Thomas: Wir gehen nach dem Prinzip «Form folgt Funktion» vor. Im Grunde muss beides immer in einem guten Verhältnis stehen, dank unserem skandinavischen Designerbe fällt uns das zum Glück leicht. (schmunzelt) Trotzdem ist es natürlich immer auch wichtig, wie ein Gerät aussieht. Man muss bedenken, dass beispielsweise ein Backofen nicht einfach in einem gesichtslosen weissen Raum steht, da ist immer auch ein «Drumherum». Das Gerät muss in diese Maschinerie namens Küche passen und wir müssen Designs entwerfen, die sowohl auffallen als auch den Rest des Raumes ergänzen.
Aurel: Auch hier kommen wieder die Eigenschaften eines Materials zum Tragen. Glas reflektiert, spiegelt, hat diesen Chamäleon-Effekt und nimmt die Farben der Umgebung auf. Ausserdem darf man nicht vergessen, dass ein Gerät auch benutzt wird. Wir haben es im Wald gesehen (Anm.d.Red.: Aurel Aebi bezieht sich auf die Präsentation des «SaphirMatt»-Kochherds beim gestrigen Waldspaziergang): Da ist diese horizontale Fläche und darunter verbirgt sich eine ganze Technikwelt. Und wenn man diese Fläche nutzt, muss sie intakt bleiben. Es gibt nur eine Schicht zwischen diesem hochkomplexen technischen Universum und einem Spüllappen. (lacht)
Ihr beide seid ganz offensichtlich grosse Fans von Glas. Gibt es denn noch ein anderes Material, mit dem ihr gerne mal arbeiten würdet?
Thomas: Hm, gut Frage. (überlegt)
Aurel: In der Bambusindustrie gibt es einige neue Materialien, bei denen mit Naturfasern gearbeitet wird, das finde ich spannend. Bei Atelier Oï arbeiten wir derzeit für ein Unternehmen, das Platten aus Pilzgewächsen für akustische Lösungen in grossen Räumen verwendet. Ich finde es interessant, wenn die Natur Stoffe liefert, die in Kombination mit Wissenschaft und Forschung zu neuen Materialien und Möglichkeiten der Verarbeitung führen. Aber für Küchengeräte ist es natürlich schwierig, neue Materialien zu finden.
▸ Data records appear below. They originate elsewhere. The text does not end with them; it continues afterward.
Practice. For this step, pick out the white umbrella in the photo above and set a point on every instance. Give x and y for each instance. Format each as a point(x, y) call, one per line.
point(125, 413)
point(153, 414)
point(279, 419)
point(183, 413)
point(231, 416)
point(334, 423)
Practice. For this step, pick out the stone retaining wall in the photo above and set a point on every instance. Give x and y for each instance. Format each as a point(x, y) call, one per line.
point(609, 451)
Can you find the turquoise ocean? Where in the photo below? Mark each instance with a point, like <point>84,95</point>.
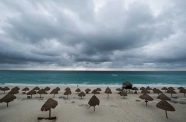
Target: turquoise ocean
<point>138,78</point>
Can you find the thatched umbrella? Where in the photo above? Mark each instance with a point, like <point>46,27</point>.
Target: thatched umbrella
<point>31,92</point>
<point>127,85</point>
<point>67,92</point>
<point>48,105</point>
<point>145,91</point>
<point>171,91</point>
<point>142,88</point>
<point>57,88</point>
<point>36,88</point>
<point>108,91</point>
<point>7,98</point>
<point>183,91</point>
<point>157,91</point>
<point>87,90</point>
<point>78,90</point>
<point>81,94</point>
<point>94,101</point>
<point>170,88</point>
<point>41,91</point>
<point>179,88</point>
<point>98,89</point>
<point>164,105</point>
<point>47,88</point>
<point>54,92</point>
<point>148,88</point>
<point>25,89</point>
<point>163,97</point>
<point>164,88</point>
<point>5,89</point>
<point>14,91</point>
<point>0,88</point>
<point>135,89</point>
<point>118,89</point>
<point>67,88</point>
<point>15,88</point>
<point>146,97</point>
<point>95,91</point>
<point>123,93</point>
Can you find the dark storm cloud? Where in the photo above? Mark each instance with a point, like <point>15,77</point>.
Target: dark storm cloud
<point>111,34</point>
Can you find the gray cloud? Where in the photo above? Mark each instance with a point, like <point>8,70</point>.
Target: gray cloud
<point>88,34</point>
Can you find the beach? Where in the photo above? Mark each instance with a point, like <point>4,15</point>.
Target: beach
<point>116,108</point>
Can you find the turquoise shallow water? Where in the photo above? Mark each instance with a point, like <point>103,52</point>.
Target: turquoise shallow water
<point>93,77</point>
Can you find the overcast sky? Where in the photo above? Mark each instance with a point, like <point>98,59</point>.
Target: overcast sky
<point>93,34</point>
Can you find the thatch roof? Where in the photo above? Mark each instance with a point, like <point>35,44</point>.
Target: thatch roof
<point>68,92</point>
<point>108,90</point>
<point>31,92</point>
<point>163,97</point>
<point>95,91</point>
<point>8,98</point>
<point>145,91</point>
<point>81,94</point>
<point>98,89</point>
<point>78,90</point>
<point>15,88</point>
<point>155,90</point>
<point>171,91</point>
<point>165,106</point>
<point>146,97</point>
<point>36,88</point>
<point>164,88</point>
<point>148,88</point>
<point>171,88</point>
<point>87,90</point>
<point>127,85</point>
<point>54,91</point>
<point>134,88</point>
<point>142,88</point>
<point>67,88</point>
<point>5,88</point>
<point>14,91</point>
<point>94,101</point>
<point>123,93</point>
<point>49,104</point>
<point>25,89</point>
<point>118,89</point>
<point>47,88</point>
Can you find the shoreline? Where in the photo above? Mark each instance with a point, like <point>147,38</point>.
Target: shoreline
<point>115,109</point>
<point>93,85</point>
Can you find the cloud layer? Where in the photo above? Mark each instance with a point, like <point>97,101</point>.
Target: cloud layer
<point>93,34</point>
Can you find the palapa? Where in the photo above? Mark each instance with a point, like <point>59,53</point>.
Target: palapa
<point>164,105</point>
<point>41,91</point>
<point>81,94</point>
<point>48,105</point>
<point>94,101</point>
<point>146,97</point>
<point>87,90</point>
<point>108,91</point>
<point>7,98</point>
<point>163,97</point>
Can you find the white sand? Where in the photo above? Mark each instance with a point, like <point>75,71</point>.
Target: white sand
<point>114,109</point>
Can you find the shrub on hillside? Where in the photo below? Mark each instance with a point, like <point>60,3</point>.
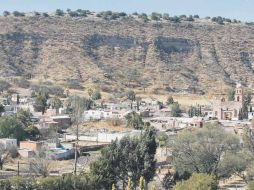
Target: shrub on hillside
<point>156,16</point>
<point>74,84</point>
<point>22,83</point>
<point>45,14</point>
<point>59,12</point>
<point>18,14</point>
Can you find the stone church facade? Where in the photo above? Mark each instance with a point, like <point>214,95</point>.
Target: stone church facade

Das vollständige Interview gibts im Frühjahr 2026 im Magazin «Das Ideale Heim».
Für den nächsten Morgen ist ein Lauf um den nahegelegenen See geplant. Ich nehme mir das wirklich ganz fest vor, denn an dieser Bilderbuchlandschaft kann ich mich einfach nicht sattsehen. Weil ich in der Nacht jedoch davon träume, mit Ronja Räubertochter am Lagerfeuer Preiselbeerschnaps zu trinken (!), während Karlsson vom Dach über uns seine Kreise zieht (!!), kann ich bestens vor mir selbst rechtfertigen, warum ich das weitaus profanere Naturerlebnis des frühen Morgens übersprungen habe und stattdessen eine Stunde länger schlafe (und träume). Auf dem Weg zurück nach Kopenhagen ein letzter Stopp im Wald – Pilze sammeln mit Stuart und Charlotte – dann ein kleiner Lunch auf dem Bauernhof Annerstad. Aurel branded seinen Holzbecher am Lagerfeuer mit dem Electrolux-Logo, ich nutze die Zeit, um auf einer gemütlichen Holzbank sitzend meine Gedanken zu ordnen. In wenigen Stunden bin ich zurück in der Schweiz, einem Land, das genau wie Småland sehr viel Natur, Kultur und Tradition zu bieten hat. Warum fällt mir der Abschied dann so schwer?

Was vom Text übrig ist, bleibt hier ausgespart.